Rzecznik praw dziecka
Większość szpitali w Polsce pozwala rodzicom być w tych trudnych chwilach przy swoich chorych dzieciach. Wprowadzono jednak duże obostrzenia.
- Rodzice nie mogą przemieszczać się po szpitalu. Dlatego to my ich karmimy. Dostarczamy im posiłki do pokojów, w których przebywają z dziećmi – mówi dr n. med. Marek Migdał, dyrektor Centrum Zdrowia Dziecka w Warszawie.

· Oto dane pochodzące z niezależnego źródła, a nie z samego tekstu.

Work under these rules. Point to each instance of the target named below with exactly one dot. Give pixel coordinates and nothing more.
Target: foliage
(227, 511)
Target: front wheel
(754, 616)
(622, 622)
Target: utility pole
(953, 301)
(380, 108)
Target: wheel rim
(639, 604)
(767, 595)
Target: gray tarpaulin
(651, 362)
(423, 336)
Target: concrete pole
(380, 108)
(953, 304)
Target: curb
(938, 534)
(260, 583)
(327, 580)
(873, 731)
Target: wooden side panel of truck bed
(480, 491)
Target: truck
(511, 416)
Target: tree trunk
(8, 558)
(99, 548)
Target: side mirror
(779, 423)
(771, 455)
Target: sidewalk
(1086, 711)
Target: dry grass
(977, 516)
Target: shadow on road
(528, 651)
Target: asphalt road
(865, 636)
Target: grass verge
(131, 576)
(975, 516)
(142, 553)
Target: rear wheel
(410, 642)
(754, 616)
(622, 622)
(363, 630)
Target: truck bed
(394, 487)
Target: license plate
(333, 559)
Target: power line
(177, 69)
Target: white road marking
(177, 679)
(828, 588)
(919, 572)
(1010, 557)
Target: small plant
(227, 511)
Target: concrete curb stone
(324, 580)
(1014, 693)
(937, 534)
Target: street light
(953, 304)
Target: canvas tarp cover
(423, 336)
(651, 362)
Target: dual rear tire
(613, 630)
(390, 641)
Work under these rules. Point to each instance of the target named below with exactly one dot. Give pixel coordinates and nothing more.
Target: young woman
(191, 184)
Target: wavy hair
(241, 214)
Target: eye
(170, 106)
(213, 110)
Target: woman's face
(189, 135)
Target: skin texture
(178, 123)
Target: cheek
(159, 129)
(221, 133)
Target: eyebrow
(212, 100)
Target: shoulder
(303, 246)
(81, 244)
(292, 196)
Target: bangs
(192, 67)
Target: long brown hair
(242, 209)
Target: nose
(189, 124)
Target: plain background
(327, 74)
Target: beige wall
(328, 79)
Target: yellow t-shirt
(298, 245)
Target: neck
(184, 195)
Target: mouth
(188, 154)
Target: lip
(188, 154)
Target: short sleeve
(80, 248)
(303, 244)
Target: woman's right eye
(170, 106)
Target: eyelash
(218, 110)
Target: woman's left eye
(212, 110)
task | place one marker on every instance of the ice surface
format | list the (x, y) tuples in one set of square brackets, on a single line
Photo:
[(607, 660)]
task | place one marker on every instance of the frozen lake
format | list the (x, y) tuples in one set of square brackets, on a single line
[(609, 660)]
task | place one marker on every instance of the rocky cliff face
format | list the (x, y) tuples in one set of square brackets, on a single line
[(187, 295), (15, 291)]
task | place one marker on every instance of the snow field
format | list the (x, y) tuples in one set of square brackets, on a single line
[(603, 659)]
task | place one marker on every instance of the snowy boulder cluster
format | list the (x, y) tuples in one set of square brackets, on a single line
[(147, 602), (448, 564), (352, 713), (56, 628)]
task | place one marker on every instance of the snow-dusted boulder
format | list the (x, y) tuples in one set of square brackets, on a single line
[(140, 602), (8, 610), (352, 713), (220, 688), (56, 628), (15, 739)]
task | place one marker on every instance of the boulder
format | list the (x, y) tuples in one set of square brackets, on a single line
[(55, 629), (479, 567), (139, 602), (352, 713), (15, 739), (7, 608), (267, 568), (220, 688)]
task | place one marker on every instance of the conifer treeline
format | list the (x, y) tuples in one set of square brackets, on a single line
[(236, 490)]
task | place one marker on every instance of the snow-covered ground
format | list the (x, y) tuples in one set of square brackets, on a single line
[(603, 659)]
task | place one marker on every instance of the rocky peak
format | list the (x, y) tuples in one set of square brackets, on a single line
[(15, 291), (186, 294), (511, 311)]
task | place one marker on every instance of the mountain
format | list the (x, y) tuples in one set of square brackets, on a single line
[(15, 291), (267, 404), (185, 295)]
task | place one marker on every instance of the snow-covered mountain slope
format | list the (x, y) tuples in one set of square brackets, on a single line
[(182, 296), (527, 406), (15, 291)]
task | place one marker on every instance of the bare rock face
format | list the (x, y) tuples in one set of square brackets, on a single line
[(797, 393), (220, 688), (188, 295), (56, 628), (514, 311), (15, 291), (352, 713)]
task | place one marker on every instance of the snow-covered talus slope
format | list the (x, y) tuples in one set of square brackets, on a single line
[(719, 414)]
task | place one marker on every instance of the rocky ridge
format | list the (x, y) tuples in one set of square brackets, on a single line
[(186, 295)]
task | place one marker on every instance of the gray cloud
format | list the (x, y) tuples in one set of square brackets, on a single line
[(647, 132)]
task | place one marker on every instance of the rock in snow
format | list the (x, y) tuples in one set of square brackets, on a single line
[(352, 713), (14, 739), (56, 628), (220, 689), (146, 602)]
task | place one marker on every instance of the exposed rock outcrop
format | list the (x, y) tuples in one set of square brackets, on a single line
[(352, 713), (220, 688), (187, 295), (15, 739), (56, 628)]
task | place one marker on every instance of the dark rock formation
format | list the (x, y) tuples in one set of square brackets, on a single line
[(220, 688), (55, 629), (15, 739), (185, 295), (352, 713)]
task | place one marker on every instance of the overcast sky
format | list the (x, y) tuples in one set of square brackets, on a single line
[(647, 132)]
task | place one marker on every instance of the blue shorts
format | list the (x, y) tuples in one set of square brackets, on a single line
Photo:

Sprawa szpitala z Bydgoszczy poruszyła nie tylko matki bezpośrednio dotknięte rozłąką z chorymi dziećmi. Zebrano blisko 200 tys. podpisów pod apelem do ministra zdrowia. Interweniował też rzecznik praw dziecka.
- Wystosowałem prośbę o to, aby podać konkretne szczegóły regulaminu i zasad, jakie przyjął pan dyrektor. Jednocześnie poprosiłem o to, żeby w zakresie najbardziej potrzebnych przypadków zmienił regulamin – mówi Mikołaj Pawlak, rzecznik praw dziecka.
Po naszej interwencji do szpitala zaczęto wpuszczać rodziców dzieci, które są w stanie zagrożenia życia. Lżej chore dzieci nadal pozostają tylko pod opieka personelu.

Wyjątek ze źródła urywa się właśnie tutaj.